The following image presents this dynamic from a broader perspective: it compares the hash price of major PoW networks (i.e., the income per unit of computing power per day) with the average daily income of miners. Bitcoin stands alone in one category, while mid-sized chains like Monero, Litecoin, and ZCash cluster in the range of weaker security budgets.

In contrast, Bitcoin's massive revenue base helps to maintain the distribution of ASIC hardware and the diversity of mining pools. Although there are still questions surrounding transaction fee dynamics and mining pool concentration, Bitcoin's hash power scale and capital threshold make the cost of coordinated attacks extremely high.

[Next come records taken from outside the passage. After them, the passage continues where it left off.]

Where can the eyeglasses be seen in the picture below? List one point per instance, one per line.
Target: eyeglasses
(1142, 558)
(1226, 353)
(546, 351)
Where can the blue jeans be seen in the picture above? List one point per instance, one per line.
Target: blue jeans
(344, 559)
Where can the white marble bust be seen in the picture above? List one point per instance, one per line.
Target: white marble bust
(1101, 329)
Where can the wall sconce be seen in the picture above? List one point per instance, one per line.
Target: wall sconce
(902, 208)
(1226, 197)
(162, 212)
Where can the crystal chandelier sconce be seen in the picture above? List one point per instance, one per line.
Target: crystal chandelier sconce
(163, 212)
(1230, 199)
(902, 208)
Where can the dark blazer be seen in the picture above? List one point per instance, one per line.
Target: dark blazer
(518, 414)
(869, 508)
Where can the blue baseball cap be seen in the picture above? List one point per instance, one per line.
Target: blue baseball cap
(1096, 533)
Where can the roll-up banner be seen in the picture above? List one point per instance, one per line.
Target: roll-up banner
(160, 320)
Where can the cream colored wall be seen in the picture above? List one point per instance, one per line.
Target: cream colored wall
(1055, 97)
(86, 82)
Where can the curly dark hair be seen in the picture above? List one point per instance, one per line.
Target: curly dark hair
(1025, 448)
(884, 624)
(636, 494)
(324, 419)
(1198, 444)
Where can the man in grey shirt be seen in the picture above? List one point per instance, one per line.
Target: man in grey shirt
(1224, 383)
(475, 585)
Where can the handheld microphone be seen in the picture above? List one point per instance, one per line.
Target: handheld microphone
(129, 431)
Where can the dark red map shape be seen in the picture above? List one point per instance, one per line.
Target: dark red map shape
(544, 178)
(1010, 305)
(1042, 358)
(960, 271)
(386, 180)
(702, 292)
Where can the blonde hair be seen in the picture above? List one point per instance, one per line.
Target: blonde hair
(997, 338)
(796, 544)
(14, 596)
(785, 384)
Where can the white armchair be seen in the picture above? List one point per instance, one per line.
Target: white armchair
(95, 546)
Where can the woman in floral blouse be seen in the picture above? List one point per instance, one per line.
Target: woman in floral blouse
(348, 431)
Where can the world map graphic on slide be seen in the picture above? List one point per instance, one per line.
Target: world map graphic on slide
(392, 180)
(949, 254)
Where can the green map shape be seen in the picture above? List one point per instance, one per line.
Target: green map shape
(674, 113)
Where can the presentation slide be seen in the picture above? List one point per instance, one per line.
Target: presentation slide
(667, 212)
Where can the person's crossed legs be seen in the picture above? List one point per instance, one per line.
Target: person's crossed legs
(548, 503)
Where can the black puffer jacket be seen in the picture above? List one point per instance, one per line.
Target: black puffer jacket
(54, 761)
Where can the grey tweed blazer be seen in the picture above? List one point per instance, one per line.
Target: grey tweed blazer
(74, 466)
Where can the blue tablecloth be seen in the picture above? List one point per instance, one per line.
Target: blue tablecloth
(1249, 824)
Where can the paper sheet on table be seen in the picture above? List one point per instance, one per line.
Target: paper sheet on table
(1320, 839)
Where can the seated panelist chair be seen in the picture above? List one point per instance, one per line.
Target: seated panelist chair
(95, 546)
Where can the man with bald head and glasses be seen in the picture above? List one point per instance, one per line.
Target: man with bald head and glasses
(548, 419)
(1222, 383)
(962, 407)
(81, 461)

This point is also supported by research; for example, "Breaking BFT" points out that considering the capital investment scale of ASIC hardware and the electricity costs required to sustain an attack, launching a 51% attack on Bitcoin is almost economically unfeasible.

Conclusion

The events between Monero and Qubic do not constitute a complete 51% attack, but they serve as a stress test on PoW security. It reveals that when miner incentives and computing power are concentrated, small PoW blockchains may be exposed to the risk of consensus disruption, ultimately undermining network trust. Past cases from networks like Ethereum Classic also indicate that these risks are not hypothetical, but recurring challenges.

The scale effect of Bitcoin remains a key differentiating factor, with its attack threshold far higher than that of smaller networks. However, its long-term security model still raises questions, especially in the context of continuously decreasing block rewards and transaction fees gradually becoming the core of the security budget. Ultimately, the Qubic incident once again emphasizes that PoW security relies on sustainable incentive mechanisms and widely distributed computing power, and similar incidents may serve as catalysts for the network to strengthen its resilience.